Fortunately, there appears to have been some recognition of the threatening nature of Assange’s indictment among media that has been relatively and even openly hostile to him. Outlets like the Washington Post, the New York Times, and even Rachel Maddow have cast this move as an assault on the free press. (Not so at the National Review, where Kevin Williamson suggests prosecuting journalists for such actions is in fact legitimate, a fitting summary of the supposedly “never Trump” mindset of the “mainstream” right.)
The response from left-wing elected officials has left something to be desired, by contrast.
Though it’s encouraging that presidential candidates like Bernie Sanders, Elizabeth Warren, and Tulsi Gabbard have spoken out against the indictment, as it stands, not a single one of the bold new left-wing political figures in Congress have: not Rashida Tlaib, not Ilhan Omar, not Alexandria Ocasio-Cortez.
Is there political risk here in upsetting a Democratic base that rabidly despises Assange for helping Trump in 2016? Undoubtedly.
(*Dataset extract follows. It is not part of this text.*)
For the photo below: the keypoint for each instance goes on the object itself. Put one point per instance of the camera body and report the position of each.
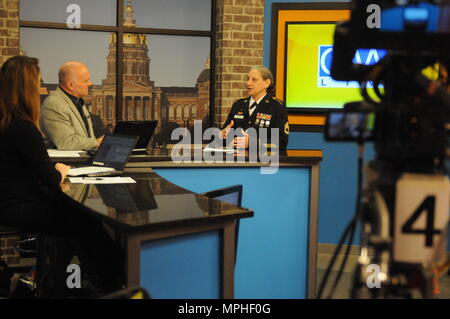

But that’s why progressives have always pointed out that the defense of an individual’s rights has nothing to do with who they are as a person. Even those of us who are deeply troubled and repulsed by the sexual assault allegations against him can still oppose Assange’s prosecution — just like you can argue against torturing a terrorist, or defend a felon’s right to vote even if they committed a horrific crime.
The public must understand that the Assange prosecution is not about Assange, but about the Trump administration’s authoritarian inclinations and hostility to the press. This is precisely the point that Sanders and Warren have made, along with Ron Wyden, a conventional, middle-of-the-road Democrat who is nonetheless a respected voice on these issues. Other left-of-center lawmakers should follow their lead, particularly those seen as part of the “Sanders-Warren wing of the party.”
People have feared a dangerous attack on the First Amendment from Trump since before he was inaugurated. Well, this is it. For three straight years we’ve been hearing about the “Resistance.” Now’s the time to actually resist.